We have an SQL VM with very light load that has issues when you VMotion it. During normal operations I'm able to ping the VM at <1ms, but as soon as the VMotion starts the ping times jump up anywhere from 250ms to 3000+ ms with many dropped packets. We are able to VMotion any other VM in this cluster w/o any impact to the network latencies except for maybe one dropped packet. The issue happens when VMotioning the VM among all ESX hosts in the cluster and it happens every time. The hosts have a dedicated VMotion network.
Windows 2003 64bit
E1000 network adapter
4GB of RAM
Tools status is OK
Default resource settings
16 cores: 4 quad-core AMD Opteron 8354
128GB of RAM
DMX SAN storage (not sure of the exact details, but I can get them)
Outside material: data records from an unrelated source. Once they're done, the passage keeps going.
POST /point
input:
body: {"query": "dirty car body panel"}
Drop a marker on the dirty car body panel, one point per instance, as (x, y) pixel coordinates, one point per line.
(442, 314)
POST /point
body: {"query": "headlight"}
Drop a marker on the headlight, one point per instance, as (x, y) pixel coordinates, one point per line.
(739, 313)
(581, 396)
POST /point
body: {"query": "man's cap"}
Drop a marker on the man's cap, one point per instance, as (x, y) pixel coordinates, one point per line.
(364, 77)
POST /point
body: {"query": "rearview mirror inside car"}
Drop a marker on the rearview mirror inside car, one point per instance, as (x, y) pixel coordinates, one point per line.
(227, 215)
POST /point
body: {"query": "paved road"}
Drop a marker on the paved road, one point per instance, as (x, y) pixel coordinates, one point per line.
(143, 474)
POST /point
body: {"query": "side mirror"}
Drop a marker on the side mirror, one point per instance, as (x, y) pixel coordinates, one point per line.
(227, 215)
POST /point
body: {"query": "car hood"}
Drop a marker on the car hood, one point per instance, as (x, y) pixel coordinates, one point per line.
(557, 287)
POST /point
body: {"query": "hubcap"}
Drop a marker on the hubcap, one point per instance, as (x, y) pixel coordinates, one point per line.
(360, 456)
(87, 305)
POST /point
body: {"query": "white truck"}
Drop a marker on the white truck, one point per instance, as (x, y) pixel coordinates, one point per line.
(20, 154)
We have VMs under much more load with the same configuration and they VMotion w/o any issues. I've spoken with a VMware escalation engineer who said this is expected if you are VMotioning a SQL VM with 4GB or greater RAM.
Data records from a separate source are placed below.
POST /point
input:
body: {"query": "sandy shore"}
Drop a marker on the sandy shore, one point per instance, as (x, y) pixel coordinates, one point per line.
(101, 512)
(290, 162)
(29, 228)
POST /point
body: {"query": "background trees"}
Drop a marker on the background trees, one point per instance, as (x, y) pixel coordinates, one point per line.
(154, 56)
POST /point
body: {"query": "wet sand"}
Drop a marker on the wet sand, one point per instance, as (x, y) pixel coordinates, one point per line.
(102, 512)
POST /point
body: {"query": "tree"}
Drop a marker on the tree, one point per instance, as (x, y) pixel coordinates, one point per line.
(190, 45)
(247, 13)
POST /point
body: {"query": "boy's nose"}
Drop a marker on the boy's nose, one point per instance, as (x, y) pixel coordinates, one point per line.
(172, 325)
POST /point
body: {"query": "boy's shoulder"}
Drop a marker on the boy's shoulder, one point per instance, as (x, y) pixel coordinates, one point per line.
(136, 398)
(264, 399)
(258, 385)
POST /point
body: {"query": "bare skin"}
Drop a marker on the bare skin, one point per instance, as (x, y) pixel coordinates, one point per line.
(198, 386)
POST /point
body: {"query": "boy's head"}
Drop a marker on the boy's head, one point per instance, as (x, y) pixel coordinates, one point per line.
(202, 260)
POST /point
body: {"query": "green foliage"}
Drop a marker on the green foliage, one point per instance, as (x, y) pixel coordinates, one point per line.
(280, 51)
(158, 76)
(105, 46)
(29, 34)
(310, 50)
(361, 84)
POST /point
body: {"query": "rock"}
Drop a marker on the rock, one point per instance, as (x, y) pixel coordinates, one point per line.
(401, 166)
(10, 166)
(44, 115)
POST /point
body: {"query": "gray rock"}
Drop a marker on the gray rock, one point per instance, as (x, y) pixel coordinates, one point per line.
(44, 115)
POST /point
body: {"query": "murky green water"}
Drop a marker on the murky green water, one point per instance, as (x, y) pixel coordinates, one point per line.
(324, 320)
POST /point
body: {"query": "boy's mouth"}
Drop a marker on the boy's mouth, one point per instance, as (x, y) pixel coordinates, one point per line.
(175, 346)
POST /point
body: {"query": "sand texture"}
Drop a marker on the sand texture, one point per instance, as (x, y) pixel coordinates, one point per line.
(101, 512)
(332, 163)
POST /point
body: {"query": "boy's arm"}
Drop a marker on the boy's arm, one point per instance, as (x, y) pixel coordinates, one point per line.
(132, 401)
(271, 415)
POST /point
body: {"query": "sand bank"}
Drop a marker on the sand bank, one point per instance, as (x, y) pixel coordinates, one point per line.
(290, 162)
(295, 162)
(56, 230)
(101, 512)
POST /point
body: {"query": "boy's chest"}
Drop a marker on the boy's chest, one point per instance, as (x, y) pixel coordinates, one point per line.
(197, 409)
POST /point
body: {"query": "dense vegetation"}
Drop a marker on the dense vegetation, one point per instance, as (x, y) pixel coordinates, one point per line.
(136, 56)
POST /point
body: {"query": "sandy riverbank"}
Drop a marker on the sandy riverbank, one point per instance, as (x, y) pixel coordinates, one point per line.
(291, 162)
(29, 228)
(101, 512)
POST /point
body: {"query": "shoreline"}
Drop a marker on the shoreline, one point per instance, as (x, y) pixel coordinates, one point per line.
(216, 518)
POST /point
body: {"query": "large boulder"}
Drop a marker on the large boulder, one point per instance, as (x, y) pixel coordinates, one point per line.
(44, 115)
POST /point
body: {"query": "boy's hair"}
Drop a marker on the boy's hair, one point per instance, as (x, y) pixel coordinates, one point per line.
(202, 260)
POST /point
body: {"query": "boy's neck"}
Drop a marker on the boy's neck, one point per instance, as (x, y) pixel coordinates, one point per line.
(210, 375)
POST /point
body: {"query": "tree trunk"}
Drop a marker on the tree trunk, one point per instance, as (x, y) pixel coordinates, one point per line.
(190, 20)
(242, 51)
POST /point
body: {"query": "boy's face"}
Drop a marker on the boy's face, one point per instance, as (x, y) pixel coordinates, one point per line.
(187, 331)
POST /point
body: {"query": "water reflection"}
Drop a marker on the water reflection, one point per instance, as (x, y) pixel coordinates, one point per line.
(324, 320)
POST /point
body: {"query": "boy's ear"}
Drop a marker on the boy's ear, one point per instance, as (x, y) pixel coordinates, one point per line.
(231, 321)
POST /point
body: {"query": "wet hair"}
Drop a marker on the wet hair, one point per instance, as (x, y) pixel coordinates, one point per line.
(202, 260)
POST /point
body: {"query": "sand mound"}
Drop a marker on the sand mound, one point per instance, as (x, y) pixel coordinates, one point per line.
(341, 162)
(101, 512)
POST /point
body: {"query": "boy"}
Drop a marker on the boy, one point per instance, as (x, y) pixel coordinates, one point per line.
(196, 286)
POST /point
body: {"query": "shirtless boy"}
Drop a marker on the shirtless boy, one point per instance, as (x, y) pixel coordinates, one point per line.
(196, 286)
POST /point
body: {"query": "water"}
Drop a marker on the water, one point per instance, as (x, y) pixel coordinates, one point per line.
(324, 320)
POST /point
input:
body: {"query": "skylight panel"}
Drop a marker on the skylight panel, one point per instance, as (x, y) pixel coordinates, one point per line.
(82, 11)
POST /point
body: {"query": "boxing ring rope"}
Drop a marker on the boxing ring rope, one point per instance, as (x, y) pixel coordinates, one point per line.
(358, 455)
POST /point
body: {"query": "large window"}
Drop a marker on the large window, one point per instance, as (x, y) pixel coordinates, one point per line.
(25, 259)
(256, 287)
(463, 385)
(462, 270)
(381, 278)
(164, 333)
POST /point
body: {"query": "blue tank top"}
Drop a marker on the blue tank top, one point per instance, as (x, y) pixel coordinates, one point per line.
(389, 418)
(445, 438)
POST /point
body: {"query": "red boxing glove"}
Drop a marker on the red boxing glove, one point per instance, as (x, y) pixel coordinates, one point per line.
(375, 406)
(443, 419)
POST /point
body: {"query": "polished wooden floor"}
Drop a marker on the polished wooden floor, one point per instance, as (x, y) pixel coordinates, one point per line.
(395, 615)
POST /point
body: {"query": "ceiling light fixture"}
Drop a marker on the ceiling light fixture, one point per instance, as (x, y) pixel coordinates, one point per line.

Has anyone seen this before? Any suggestions? If you need more info to help, please let me know and I can try to get it. Thanks.
Does the R905 have onboard Broadcom 5708's ?
We recently converted to Dell M600 blades in DR that have the 5708's. Immediately afterwards our 4CPU/4GB x64 DR domain controller started doing the same thing. I figured it was a blade issue so I rebooted all blades one at a time, vmotion'ing the puppy around. Every time it became latent. None of the other VM's would. Granted all others were 32bit. This last weekend, I installed the latest patches that VMware released . Upon doing so and rebooting the first blade, I was able to vmotion the x64 server to the newly patched box with no issues. I then patched the rest of the cluster with the patches and as of now, everything vmotions great there, no lag... Very weird.. The patches aren't even for the 5708 broadcoms..